[Cluster-devel] Problem in ops_address.c :: gfs_writepage ?

Wed Feb 21 05:04:33 UTC 2007

Mathieu Avila wrote:

>Le Mon, 19 Feb 2007 17:00:10 -0500,
>Wendy Cheng <wcheng at redhat.com> a écrit :
>
>  
>
>>Mathieu Avila wrote:
>>    
>>
>>>Hello all,
>>>But precisely, in that situation, there are multiple times when
>>>gfs_writepage cannot perform its duty, because of the transaction
>>>lock. 
>>>      
>>>
>
>  
>
>>Yes, we did have this problem in the past with direct IO and SYNC
>>flag.
>>    
>>
>
>I understand that in that case, data are written with get_transaction
>lock taken, so that gfs_writepage never writes the pages, and you go
>beyond dirty_ratio limit if you write too much pages. How did you do to
>get rid of it ?
>  
>
GFS doesn't allow a process to do writepage if it is already in the 
middle of transaction. In Direct IO and O_SYNC cases, we did something 
similar to (and simpler than) what you've proposed. Right after 
transaction is marked completed, we do filemap_fdatawrite() and wait for 
them to complete. VM dirty_ratio is not relevant since both O_DIRECT and 
O_SYNC require data to be (completely) flushed anyway. In default buffer 
write mode (your case), the design is to take advantages of VM's 
writeback - so if flushing can be avoided, it is delayed. Guess that's 
why we get into the issue you described in previous post.

>  
>
>>>[snip]
>>>we've experienced it using the test program "bonnie++" whose
>>>purpose is to test a FS performance. Bonnie++ makes multiple files
>>>of 1GB when it is asked to run long multi-Go writes. There is no
>>>problem with 5 GB (5 files of 1 GB) but many machines in the
>>>cluster are OOM killed with 10GB bonnies....
>>>  
>>>      
>>>
>
>  
>
>>I would like to know more about your experiments. So these
>>bonnie++(s) are run on each cluster node with independent file sets ?
>>
>>    
>>
>
>Exactly. I run "bonnie++ -s 10G" on each node, in different directories
>of the same GFS file system. To get the problem happen surely
>and quicker, i tune pdflush by quite disabling it :
>echo 300000 > /proc/sys/vm/dirty_expire_centisecs 
>echo 50000 > /proc/sys/vm/dirty_writeback_centisecs 
>..., so that only /proc/sys/vm/dirty_ratio plays in. Not doing this
>makes the problem harder to reproduce. (but reproducible)
>  
>
ok ... so this is a corner case since 10G is a very large number... Did 
you have real applications get into OOM state or this issue is only seen 
via this bonnie++ experiment ?

>The problem happens only when it starts the writeback of the dirty
>pages of the 2nd file, once it is done with the 1st file.  We still
>have to determine why. So you can get the same problem with a program
>that :
>- opens 2 files
>- writes 1Go in the 1st one,
>- writes indefinitely in the second file.
>  
>
GFS actually chunks one big write into 4M pieces. I would expect the 
indefinite write should cause journal to wrap around and flush occurs. 
Will need sometime to look into this issue.

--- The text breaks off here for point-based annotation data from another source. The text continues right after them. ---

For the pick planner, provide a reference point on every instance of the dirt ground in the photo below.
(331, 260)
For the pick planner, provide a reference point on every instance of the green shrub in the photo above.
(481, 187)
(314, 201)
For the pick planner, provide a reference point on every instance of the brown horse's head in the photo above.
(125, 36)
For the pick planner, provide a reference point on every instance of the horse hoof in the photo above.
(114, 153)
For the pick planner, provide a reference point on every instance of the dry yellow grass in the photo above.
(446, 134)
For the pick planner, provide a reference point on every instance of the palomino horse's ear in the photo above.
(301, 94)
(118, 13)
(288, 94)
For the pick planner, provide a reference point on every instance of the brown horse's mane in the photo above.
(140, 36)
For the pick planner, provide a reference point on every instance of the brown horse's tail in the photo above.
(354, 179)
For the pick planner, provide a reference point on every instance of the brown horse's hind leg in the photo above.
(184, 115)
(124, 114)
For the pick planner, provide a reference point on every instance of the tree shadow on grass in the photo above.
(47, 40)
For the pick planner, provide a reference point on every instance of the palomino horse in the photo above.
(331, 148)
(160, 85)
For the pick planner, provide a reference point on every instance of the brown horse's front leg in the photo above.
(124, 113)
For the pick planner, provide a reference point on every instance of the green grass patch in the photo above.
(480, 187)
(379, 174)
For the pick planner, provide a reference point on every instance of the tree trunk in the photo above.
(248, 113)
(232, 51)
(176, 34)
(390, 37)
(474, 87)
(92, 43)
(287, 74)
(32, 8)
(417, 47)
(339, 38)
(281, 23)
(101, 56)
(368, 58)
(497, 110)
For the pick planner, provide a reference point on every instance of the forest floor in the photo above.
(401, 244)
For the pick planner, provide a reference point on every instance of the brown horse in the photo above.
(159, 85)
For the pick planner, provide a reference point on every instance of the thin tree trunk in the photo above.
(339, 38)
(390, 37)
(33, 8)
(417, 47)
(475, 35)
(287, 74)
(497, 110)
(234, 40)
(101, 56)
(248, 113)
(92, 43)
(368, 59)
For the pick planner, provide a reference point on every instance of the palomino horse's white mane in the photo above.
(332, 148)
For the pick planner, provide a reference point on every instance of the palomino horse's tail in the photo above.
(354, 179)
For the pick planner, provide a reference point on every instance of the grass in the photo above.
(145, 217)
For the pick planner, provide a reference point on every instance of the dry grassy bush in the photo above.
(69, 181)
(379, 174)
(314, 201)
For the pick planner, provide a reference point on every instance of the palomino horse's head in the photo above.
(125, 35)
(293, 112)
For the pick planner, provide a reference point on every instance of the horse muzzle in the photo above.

>We use a particular block device that doesn't read/write at the same
>speed on all nodes. Don't know if this can help.
>  
>
I doubt it is relevant.

>  
>
>>>Keep a counter of pages in gfs_inode whose value represents those
>>>not written in gfs_writepage, and at the end of do_do_write_buf,
>>>call "balance_dirty_pages_ratelimited(file->f_mapping);" as many
>>>times. The counter is possibly shared by multiple processes, but we
>>>are assured that there is no transaction at that moment so pages
>>>can be flushed, if "balance_dirty_pages_ratelimited" determines
>>>that it must reclaim dirty pages. Otherwise performance is not
>>>affected. 
>>>      
>>>
>
>  
>
>>In general, this approach looks ok if we do have this flushing
>>problem. However, GFS flush code has been embedded in glock code so I
>>would think it would be better to do this within glock code. 
>>    
>>
>
>These are points we do not understand.
>
>- I understand that the flushing code is done in glock, (when lock is
>demoted or taken by another node, isn't it ?). Why isn't it possible to
>let the kernel decide which pages to flush when it needs to ? For
>example, in that particular case, it is not a good idea to flush the
>page only when the lock is lost, the kernel needs to flush pages.
>  
>
The pdflush is allowed to flush gfs pages freely, as long as it can get 
the individual page lock. The only thing not allowed is if the process 
is already in the middle of transaction, the writepage will return. The 
original intention (my guess though, the original author left the team 
two years ago) was there would be plenty chances for pages to get 
flushed (by lock demote, journal flush, etc).  It is apparently an 
optimization effort to take advantages of VM writeback.

>- Why does not gfs_writepage return an error when the page cannot be
>flushed ?
>  
>
Well ... no comment :) .. but really think about it, what else can we do 
other than returning 0 ? We don't want VM to mis-interpret the return 
code as IO errors.

>- The balance_dirty_pages_ratelimited function is called inside
>get_transaction/set_transaction, (i.e between gfs_trans_begin and
>gfs_trans_end), therefore gfs_writepage should never work. Do you know
>if there is some kind of asynchronous (kiocb ?) write so that
>gfs_writepage is called later on the same process ? If not, what could
>make gfs_writepage happen sometimes inside a transaction, and sometimes
>not ?
>  
>
Unless the transaction is marked completed, gfs_writepage is a no-op.

>- Ext3 should be affected as well, but it isn't. Is that because the
>transaction lock is taken for a much shorter period of time, so that
>dirty pages that are not flushed when the lock is taken will be
>succesfully flushed later ?
>  
>
In ext3 case, it is a journal lock so it could be unlock and lock again 
somewhere. In GFS case, it is simply a check to see whether this process 
is already in the middle of transaction. So between in and out of 
do_do_write_buf, the transaction state doesn't change.

>- Some other file systems in the kernel : NTFS and ReiserFS, do explicit
>calls to balance_dirty_pages_ratelimited
>http://lxr.linux.no/source/fs/ntfs/file.c?v=2.6.18;a=x86_64#L284
>http://lxr.linux.no/source/fs/ntfs/file.c?v=2.6.18;a=x86_64#L2101
>http://lxr.linux.no/source/fs/reiserfs/file.c?v=2.6.11;a=x86_64#L1351
>But they also redefines some generic functions from the kernel. Maybe
>they have a strong reason to do so ?
>
>  
>
Again, the proposal looks ok and we are really grateful for the work. 
Whatever the issue is finally settled, we'll definitely ack the 
contribution. However, since GFS1 has been a stable filesystem and run 
by many production system, we would like to be careful about the new 
code. Would need more time to look into the run time behavior. Ping us 
next Tuesday if we haven't responsed by then ?

-- Wendy